The American Health Information Management Association (AHIMA) is promoting a Twitter rally using the hashtag #ICD10Matters to urge Congress to stick to the October 1 deadline for implementing the ICD-10 diagnostic code update.
AHIMA claims a previous rally held earlier in the month generated ten thousand tweets.
Great job everyone! over 10,000 Tweets for #ICD10Matters thus far today! Join us on 3/23 12pm CT for another rally.
— AHIMA Resources (@AHIMAResources) March 12, 2015
ICD-10 supporters hope social media messaging will help head off any stealth amendments in Congress that could derail implementation. In 2014, language to delay the code update for one year was inserted with little notice into a Senate bill regarding Medicare payments to physicians.

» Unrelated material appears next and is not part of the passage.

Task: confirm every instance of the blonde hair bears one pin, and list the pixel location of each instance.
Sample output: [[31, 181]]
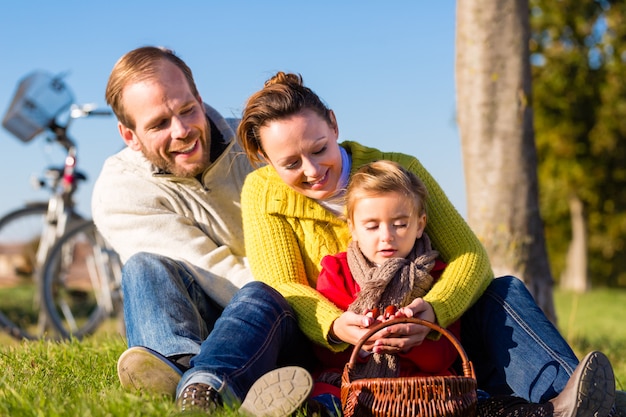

Twitter users attending next month’s HIMSS conference in Chicago should start practicing use of #HIMSS15 as the preferred hashtag. According to the Healthcare Information and Management Systems Society, last year’s attendees generated nearly 75,000 tweets with #HIMSS14.
This year, several HIMSS events and subgroups will be promoting separate hashtags to organize their followers. Mindful of keyword overload, HIMSS has published an official hashtag guide to help conferees keep their Twitter feeds in order.
Health IT chats
For the uninitiated, a hashtag is a short word or unspaced phrase preceded by a number sign. It’s used on Twitter and other social media channels principally to identify messages that have a common topic, and makes that topic an active, searchable link.
Some health IT devotees use hashtags to organize interest groups or to host regularly scheduled Twitter chats. For example, women in health IT host regular tweet chats at #HITChicks:
— Naomi Fried (@NaomiFried) March 18, 2015
Healthcare communications and social media pros convene each Sunday at #hcsm. Organizers say their Twitter chats were the first ever on the platform devoted to healthcare.
HIT vendors are also active in hashtag-driven marketing and promotion. Computer maker Dell sponsors periodic online and offline events at #DoMoreHIT.
— John Lynn (@techguy) March 16, 2015
To explore even more HIT and health-related hashtags, check out Symplur and the Healthcare Hashtag Project.